[Sca-cooks] No Sugar in 10th Century??

Stefan li Rous stefan at texas.net
Tue May 8 22:50:01 PDT 2001


Ras replied with a variation of his oft repeated phrase:
> lilinah at earthlink.net writes:
> << Still i imagine that shipping and warehousing conditions were a bit
>  different in the Middle Ages than they are now.  >>
>
> Documentation?

We did discuss this a little a while back on this list. I think it was
Bear who cited some interesting info showing the price was higher for
spices transported by ship than by caravan, persumably because the
ship transported stuff was fresher.

I think I put most of those comments in this file in the PLANTS, HERBS
AND SPICES section of the Florilegium:
spices-msg       (126K)  3/23/01    Info. on spices, sources for spices.

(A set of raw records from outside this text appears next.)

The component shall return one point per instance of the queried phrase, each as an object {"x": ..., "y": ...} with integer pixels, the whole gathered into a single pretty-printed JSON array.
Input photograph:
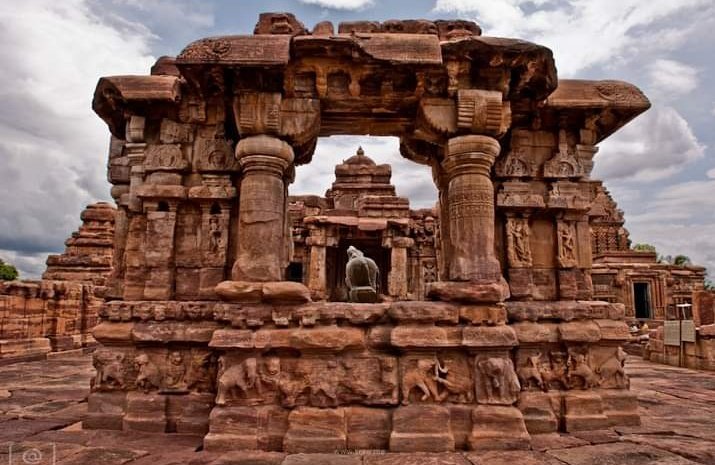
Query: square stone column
[{"x": 262, "y": 209}]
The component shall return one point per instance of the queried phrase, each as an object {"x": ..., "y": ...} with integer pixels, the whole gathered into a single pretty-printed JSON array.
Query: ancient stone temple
[
  {"x": 59, "y": 312},
  {"x": 361, "y": 209},
  {"x": 204, "y": 332},
  {"x": 649, "y": 289}
]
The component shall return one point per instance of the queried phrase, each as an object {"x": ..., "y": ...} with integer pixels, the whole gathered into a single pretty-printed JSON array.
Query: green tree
[{"x": 7, "y": 271}]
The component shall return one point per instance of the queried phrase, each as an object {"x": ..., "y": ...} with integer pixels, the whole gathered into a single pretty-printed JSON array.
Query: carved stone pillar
[
  {"x": 261, "y": 228},
  {"x": 470, "y": 195},
  {"x": 317, "y": 278},
  {"x": 397, "y": 278},
  {"x": 473, "y": 271}
]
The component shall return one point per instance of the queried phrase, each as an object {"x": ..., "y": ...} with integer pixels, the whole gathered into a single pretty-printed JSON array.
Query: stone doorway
[
  {"x": 337, "y": 259},
  {"x": 641, "y": 300}
]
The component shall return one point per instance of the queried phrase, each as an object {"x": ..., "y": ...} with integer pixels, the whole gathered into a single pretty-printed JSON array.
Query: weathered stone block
[
  {"x": 579, "y": 331},
  {"x": 368, "y": 428},
  {"x": 315, "y": 430},
  {"x": 105, "y": 410},
  {"x": 498, "y": 427},
  {"x": 421, "y": 428},
  {"x": 425, "y": 336},
  {"x": 483, "y": 314},
  {"x": 146, "y": 412},
  {"x": 541, "y": 411},
  {"x": 489, "y": 336},
  {"x": 424, "y": 312},
  {"x": 583, "y": 410}
]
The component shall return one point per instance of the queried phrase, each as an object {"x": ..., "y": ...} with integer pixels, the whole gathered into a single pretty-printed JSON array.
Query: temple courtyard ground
[{"x": 42, "y": 404}]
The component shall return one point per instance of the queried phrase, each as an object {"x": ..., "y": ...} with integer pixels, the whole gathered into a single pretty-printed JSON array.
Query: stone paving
[{"x": 42, "y": 405}]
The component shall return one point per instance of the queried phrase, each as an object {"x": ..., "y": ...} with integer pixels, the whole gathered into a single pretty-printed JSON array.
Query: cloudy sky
[{"x": 660, "y": 168}]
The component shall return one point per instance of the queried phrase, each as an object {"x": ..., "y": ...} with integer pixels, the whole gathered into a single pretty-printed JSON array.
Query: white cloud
[
  {"x": 53, "y": 147},
  {"x": 679, "y": 219},
  {"x": 584, "y": 33},
  {"x": 656, "y": 145},
  {"x": 670, "y": 78},
  {"x": 340, "y": 4},
  {"x": 411, "y": 180}
]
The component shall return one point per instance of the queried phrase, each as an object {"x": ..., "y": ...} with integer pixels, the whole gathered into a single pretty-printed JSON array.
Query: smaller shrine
[
  {"x": 649, "y": 289},
  {"x": 361, "y": 209}
]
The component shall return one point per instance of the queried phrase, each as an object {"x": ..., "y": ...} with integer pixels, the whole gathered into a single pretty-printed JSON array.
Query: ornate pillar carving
[
  {"x": 472, "y": 270},
  {"x": 468, "y": 163},
  {"x": 397, "y": 277},
  {"x": 317, "y": 279},
  {"x": 261, "y": 227}
]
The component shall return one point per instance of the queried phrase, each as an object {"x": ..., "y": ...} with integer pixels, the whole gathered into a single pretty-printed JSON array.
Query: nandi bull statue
[{"x": 361, "y": 277}]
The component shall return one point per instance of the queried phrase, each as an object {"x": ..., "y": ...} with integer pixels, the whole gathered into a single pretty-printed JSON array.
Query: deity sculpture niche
[{"x": 361, "y": 277}]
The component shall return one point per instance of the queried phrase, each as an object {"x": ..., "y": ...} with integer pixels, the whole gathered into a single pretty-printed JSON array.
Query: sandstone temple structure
[
  {"x": 484, "y": 337},
  {"x": 59, "y": 312},
  {"x": 650, "y": 290}
]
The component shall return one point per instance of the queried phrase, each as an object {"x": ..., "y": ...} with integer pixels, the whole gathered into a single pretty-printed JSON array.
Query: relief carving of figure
[
  {"x": 241, "y": 377},
  {"x": 148, "y": 374},
  {"x": 361, "y": 277},
  {"x": 175, "y": 371},
  {"x": 498, "y": 383},
  {"x": 580, "y": 374},
  {"x": 553, "y": 372},
  {"x": 423, "y": 376},
  {"x": 457, "y": 380},
  {"x": 530, "y": 374},
  {"x": 518, "y": 241},
  {"x": 110, "y": 370},
  {"x": 201, "y": 373},
  {"x": 612, "y": 371},
  {"x": 567, "y": 245}
]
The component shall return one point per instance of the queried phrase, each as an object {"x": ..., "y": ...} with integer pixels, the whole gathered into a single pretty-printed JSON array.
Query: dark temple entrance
[{"x": 641, "y": 300}]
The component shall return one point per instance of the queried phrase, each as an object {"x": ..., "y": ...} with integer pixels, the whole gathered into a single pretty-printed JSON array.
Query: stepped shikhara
[
  {"x": 58, "y": 312},
  {"x": 203, "y": 332}
]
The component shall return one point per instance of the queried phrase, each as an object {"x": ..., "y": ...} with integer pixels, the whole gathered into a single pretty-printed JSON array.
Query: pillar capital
[
  {"x": 264, "y": 153},
  {"x": 473, "y": 154}
]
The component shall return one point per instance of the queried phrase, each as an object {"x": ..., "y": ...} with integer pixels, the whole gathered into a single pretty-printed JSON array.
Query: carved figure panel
[
  {"x": 165, "y": 157},
  {"x": 610, "y": 367},
  {"x": 436, "y": 379},
  {"x": 566, "y": 240},
  {"x": 516, "y": 164},
  {"x": 518, "y": 245},
  {"x": 580, "y": 373},
  {"x": 214, "y": 155},
  {"x": 496, "y": 381},
  {"x": 318, "y": 382},
  {"x": 112, "y": 370},
  {"x": 544, "y": 371}
]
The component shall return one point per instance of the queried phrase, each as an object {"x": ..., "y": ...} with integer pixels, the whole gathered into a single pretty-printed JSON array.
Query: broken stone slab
[
  {"x": 498, "y": 427},
  {"x": 277, "y": 292},
  {"x": 489, "y": 336},
  {"x": 424, "y": 312},
  {"x": 580, "y": 331},
  {"x": 421, "y": 428},
  {"x": 416, "y": 336},
  {"x": 466, "y": 292},
  {"x": 315, "y": 430}
]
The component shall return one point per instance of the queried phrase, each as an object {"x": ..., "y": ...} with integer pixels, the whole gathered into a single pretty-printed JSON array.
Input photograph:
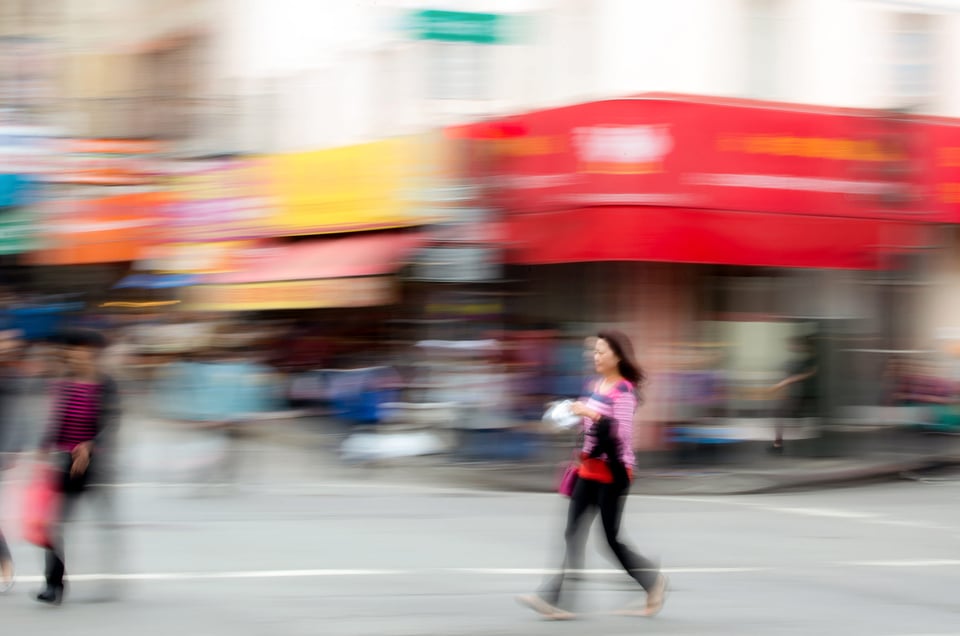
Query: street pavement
[{"x": 298, "y": 544}]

I think some similar information my be in the commerce-msg file in the
COMMERCE section as well.

I've pasted one such message below.

I'd love to see more information, though.
--
THLord  Stefan li Rous    Barony of Bryn Gwlad    Kingdom of Ansteorra
Mark S. Harris             Austin, Texas         stefan at texas.net
**** See Stefan's Florilegium files at:  http://www.florilegium.org ****

> Date: Sun, 30 Apr 2000 20:05:32 -0500
> From: "Decker, Terry D." <TerryD at Health.State.OK.US>
> Subject: RE: SC - transporting ingredients
>
> If you look at the import duties of the Kingdom of Jerusalem, spices
> delivered by sea paid a higher duty than spice delivered by caravan.  This
> suggests that spices shipped by sea via India and the Red Sea were more
> potent and valuable than those brought overland.
>
> Spices shipped by sea would have been sealed in containers which would
> protect them from water.  This would also help protect them from the air.
>
> Bear
>
> > One thing you may have noticed:  when quatities of spices *are* mentioned
> > in period recipes, it looks like a ridiculously large amount.  It is.
> > Their spices weren't very potent. (this is corroborated by explorers'
> > surprise at the flavors when they reached the Spice Islands)  As a friend
> > once told me, "These things were put in hide bags and transported on the
> > back of an animal for months, then put on a leaky boat for more months.
> > Care to guess what happened to the essential oils?"
> >
> > If you want everything to taste good, worry less about how they
> > transported it and look instead at the physical conditions you have to
> > deal with--heat, humidity, wind, rain, marauding drunks.  Screw top jars
> > are fine and medieval people would have killed for them.  Come to think
> > of it, they'd kill for our quality of spices.